Hoje, Gayer está alinhado com uma série de apoiadores de Daniel Vilela, como se viu na festa de lançamento na praça Tamandaré, onde se exibiu rodeado de candidatos a deputado da base governista. Wilder foi, porém, deve ter se arrependido, constrangido em um palanque repleto de lideranças vinculadas a Daniel. Ficou evidente que as campanhas não se misturam, por um lado, e que Gayer faz questão de se manter distante de Wilder e evita se contaminar com qualquer referência a ele, por outro lado, sonhando com os votos da base governista. Isso também está nas ruas. Vejam, leitoras e leitores, na foto acima, em Goiânia: a propaganda de Gayer não menciona Wilder. Jair e Flávio Bolsonaro, estão lá.

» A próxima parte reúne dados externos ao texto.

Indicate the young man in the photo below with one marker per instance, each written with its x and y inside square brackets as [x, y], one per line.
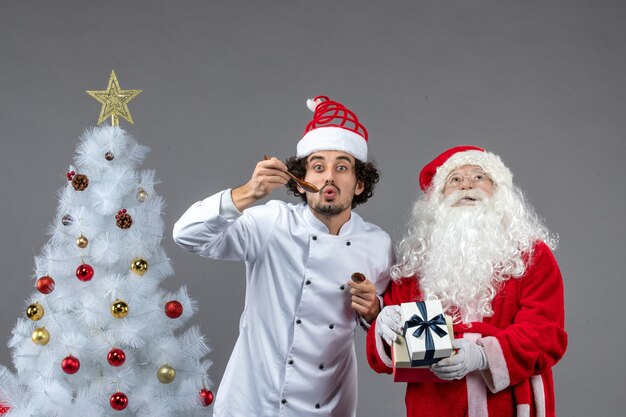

E não é só a ausência da foto de Wilder, é que nem em letras pequenas consta o nome dele.

Gayer para cá, Wilder para lá. Tem mais. Ana Paula, filha de Iris Rezende, sumiu da companhia de Wilder, insatisfeita com a omissão do candidato quanto ao que ela imagina prioridade da campanha, ou seja, a defesa do legado de Iris – algo que não tem o menor sentido. Ana Paula não foi, por exemplo, ao encontro de prefeitos da última sexta, 21, na mansão de Wilder no setor Marista. Ela também reclama da falta de estrutura, aguardando pelos assessores, carros e verbas para cobrir despesas de alimentação e deslocamento. Coisas que Wilder prometeu, porém, não chegaram até agora. O senador achou que estava levando um pedaço da memória de Iris para a sua campanha, sem perceber que Ana Paula não puxou ao pai e sim à mãe, dona Iris – sempre um osso duro de roer dentro do MDB pelo radicalismo e posições extremamente duras. A vice, uma boa solução, no início, já se converteu em dor de cabeça para Wilder. Ela reclama sem parar e faz exigências infinitas. Em meio a tudo isso, as agendas de Wilder, Gayer e Ana Paula acabaram se desconectando.

 

 

Para piorar, o marqueteiro de Wilder Morais, um certo Marcelo Vitorino, revelou-se um boquirroto. Admitiu publicamente que o candidato não sabe falar, o que é real. Wilder é ruim de português, tem voz de “velho e bêbado” (segundo o Jornal Opção, leia aqui) e a cada frase confirma não dispor das luzes necessárias para o cargo tão elevado quanto o de governador. Além disso, é milionário, no entanto, foge como o diabo da cruz de gastos com a campanha. Resultado: não aparece dinheiro para reuniões, apoiar candidatos a deputado ou viagens às bases, se que as há. E ele não se mexe. Não vai a lugar nenhum, tendo sido acusado de “preguiçoso” por bolsonaristas goianos que nunca o engoliram e só o enxergam como um oportunista barato que pegou carona na liderança do Jair encarcerado. Esse público bolsonarista fiel prefere apostar na reeleição do governador Daniel Vilela – nas pesquisas verifica-se que o voto bolsonarista em Daniel é mais do que o dobro do que em Wilder.

Pelo sim, pelo não, a campanha de Wilder Morais vai mal. Pelo baixo nível de atividade, é uma não-campanha ou, no máximo, um arremedo de campanha. Sucedem-se pesquisas com ele encalhado no 3º lugar, sem evoluir um décimo de ponto, a propósito, desde o final do ano passado. Wilder, agora, anuncia uma grande mobilização para o dia 7 de setembro, data magna da pátria bolsonarista. Se, mais uma vez, montar na garupa de Gustavo Gayer, pode conseguir algum resultado. Se for por conta própria, esqueçam. Não dará em nada e será mais um fiasco.